In a very elegant retrospective study comparing pregnancies in women who had had at least one spontaneous and one ART pregnancy, Romundstad et al. [31] showed that ART pregnancies do worse than spontaneous pregnancies in the same (subfertile) mother (see later). On a population base, ART pregnancies were associated with lower birth weight (25 g; 14 to 35 g), shorter duration (2.0 d; 1.6 to 2.3 d), and increased risk of small for gestational age (SGA) babies (OR 1.3; 1.1 to 1.4) and perinatal mortality (OR 1.3; 1.1 to 1.7), compared to spontaneous conceptions. In the sib-sib comparisons however the differences between the spontaneous and the ART conceptions were smaller and no longer significant: birth weight 9 g (−18 to 36 g), gestational age 0.6 d (−0.5 to 1.7 d). The OR for SGA was 1.0 (0.6 to 1.6) and for perinatal death 0.4 (0.2 to 0.7), in favour of natural conception.

Congenital malformations

Children from pregnancies occurring, either spontaneously or induced, after a period of subfertility, are also at higher risk of congenital malformations [32]. Chung et al. [33] found no effect of etiology of subfertility, dose or type of medication used for stimulation, use of embryo-manipulation techniques, or embryo quality on perinatal outcome [33].

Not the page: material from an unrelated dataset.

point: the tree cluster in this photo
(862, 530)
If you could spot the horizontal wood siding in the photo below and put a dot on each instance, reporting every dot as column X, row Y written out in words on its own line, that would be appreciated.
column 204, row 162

In a Dutch registry study, major birth defects in 4224 ART children were compared to 314,605 naturally conceived children [34]. Major birth defect rates were 3.2 % and 2.7 % for ART and naturally conceived children respectively, but the significance of the difference disappeared after adjustment for maternal age, parity and ethnicity. Hansen et al. [35] compared major birth defects in IVF children (8.6 %), ICSI children (9.0 %) and naturally conceived children (4.2 %) respectively. The difference between the ART children and the latter group was significant, but the study was criticised since the group of mothers of naturally conceived children was younger, had a higher parity and was of an ethnically more varied composition. In a Danish registry study using singletons born of fertile couples as a reference, singletons born of subfertile couples who conceived naturally [HR 1.2 (1.1 to 1.4)] or after treatment [HR 1.4 (1.2 to 1.6)] had a higher prevalence of congenital malformations; the overall prevalence of congenital malformations increased with increasing time to pregnancy [26]. The authors conclude that “although subfertile couples who conceive naturally may differ from those who seek subfertility treatment in more than care seeking behaviour, they are a more appropriate reference group than fertile couples” (Table 1).

Table 1.

Hazard ratios (95 % C.I.) of congenital malformations in singletons conceived either spontaneously or after subfertility treatment according the time to pregnancy [26]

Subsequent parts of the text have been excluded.